My experience with addiction has taught me an enormous amount of humility when it comes to reality testing. I repeatedly put my mind and my life in serious jeopardy and accepted that such behavior was reasonable. Rather than confronting and perhaps overcoming the things that challenged me, I welcomed a highly toxic escape. The Big Book of AA likens the decision to continue drinking despite often devastating consequences to a man who revels in the thrill of jaywalking busy streets despite repeatedly being hit. The woman I speak of above is responding to a delusion. I was contending with incredible denial, and I continue to do so. The addictive or alcoholic way of responding to problems does not disappear with abstinence. Psychiatrists, I am sure will object with my comparison of delusion and denial. Delusion is certainly more intrusive while denial allows us to continue doing something that on some level we deeply desire. But both result in breakdowns in our ability to recognize what is true. So what is true?

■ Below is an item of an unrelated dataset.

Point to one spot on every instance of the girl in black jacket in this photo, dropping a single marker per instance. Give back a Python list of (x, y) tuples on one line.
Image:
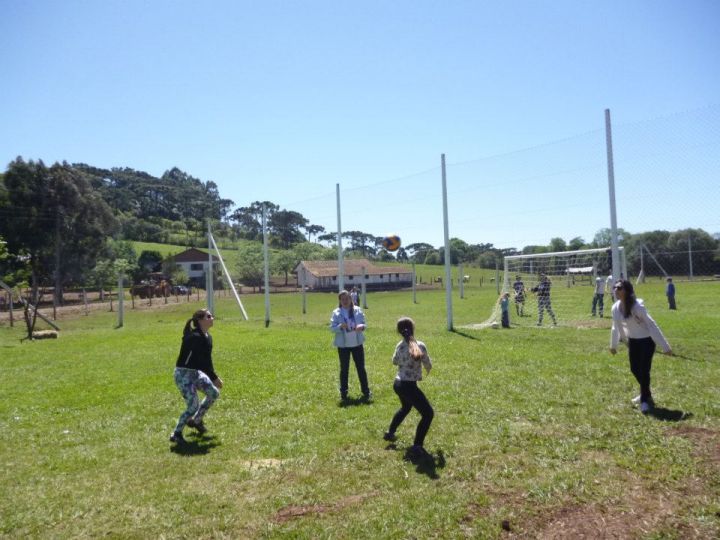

At the outset, I write that the collective may not be the best arbiter of the true. I am sure that a lot depends upon which collective. However, I am of the mind that those practices that bring us closer to a state of serenity are bound to be true, at least on some level. One may argue that the thought of the universe in all of its vastness and silence is highly disquieting. Indeed it is. Yet the peace that we begin to approach when we empty our minds of thought and just accept is...well, it's something. And it appears to be fairly universal, though rarely practiced. Perhaps it is an act of faith, but I have far more confidence that when I am in a place of calm and acceptance, I will see things as they truly are. I believe this fiercely and yet, amazingly, I still resist the practice that will take me there: meditation, prayer, and cultivating balance in my life. I revolt against it. I tend toward obsession, worry, distraction. It's a struggle. The woman suffering with her delusions is a good reminder for me. Do I really want to remain in a false reality? Isn't it time to embrace the real?